Liberalism, Current Events

Toleration as a Public Good

Some speculation:

Tolerance–of differing religions, behaviors, lifestyles, attitudes, political ideologies, speech patterns, languages, etc–brings a wide range of benefits. Tolerance facilities the free exchange of ideas and goods, and in the long run helps produce innovation and prosperity. Mill is basically right about all this. Of course, not everything should be tolerated–some things should be criminalized and some things should face social punishments. But without specifying the exact limits of toleration, toleration is a good thing.

It seems to me, though, that tolerance is a public good and faces a public goods problem. In general, my individual disposition to be tolerant or intolerant has no significant effect on the overall culture, on the creation of music or art, of innovation in food, philosophy, living arrangements, sexual behaviors, religious ideas, or whatnot. Whether *we* are tolerant matters a great deal; whether any of one us is tolerant has only micro effects. (Being an asshole to your new Muslim neighbors or shouting down non-Marxist students in your English class hurts them, but the general social effects of your individual behaviors are negligible.)

Here’s the problem: While we all benefit from having lived in a tolerant society, we have individual incentives to free ride on tolerance. A fortiori, we have incentives to be intolerant.

Most people belong to a number of identity groups, many of which are defined and held together by various beliefs about culture, social practices, political ideology, theology, and whatnot. When you belong to those groups, you generally prefer to have higher status rather than lower status. You can increase your status by demonstrating stronger than normal loyalty and commitment to that group. To do that, you might not only A) compete to adopt and exhibit ever stronger, more extreme, or more “pure” versions of the group’s favored beliefs and behaviors, but also B) demonstrate your commitment by showing extreme aversion to and intolerance to outsiders, especially those in the “enemy” or opposing groups.

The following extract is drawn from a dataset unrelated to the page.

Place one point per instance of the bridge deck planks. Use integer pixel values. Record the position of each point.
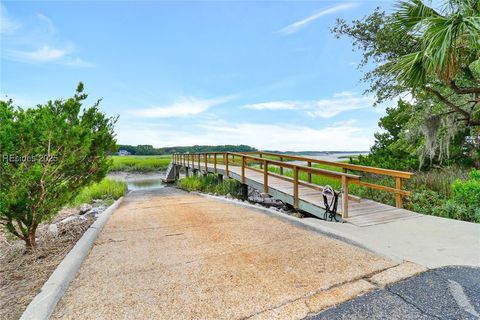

You see this all over. Metalheads who say how they can’t stand to even hear pop music. Libertarians who only date other libertarians and who brag about their “purity test” scores. Leftists professors who say that platforming conservative ideas count as violence. Conservative Christians who brag about putting down Muslims. The 800 people who signed the Tuvel letter. Everyone on Facebook bragging about how they refuse to associate with, do business with, or serve those who have certain beliefs or attitudes they find repugnant. The continuous strawmanning and de-humanizing of people in opposing groups.

En masse, this kind of behavior tends to be socially destructive. It encourages others to tighten their connections to their own gangs and respond with the same kind of behavior. It leads to increase incivility and factionalism. If people declare war on you, you better build your army.

But individually, intolerant behavior wins you status and esteem among your group, unless you belong to one of the rare groups which values tolerance as a virtue.

I suspect very few people actually value tolerance itself. When the typical member of Antifa reads about, say, Puritan society, they don’t really think, “Oh, the problem with the Puritans was that they were too intolerant.” Rather, what they really think is more like, “The problem with the Puritans was that they were wrong about right and wrong, so they were intolerant of the wrong stuff. Puritans? Good methods, wrong targets! They should burn conservatives, not witches!”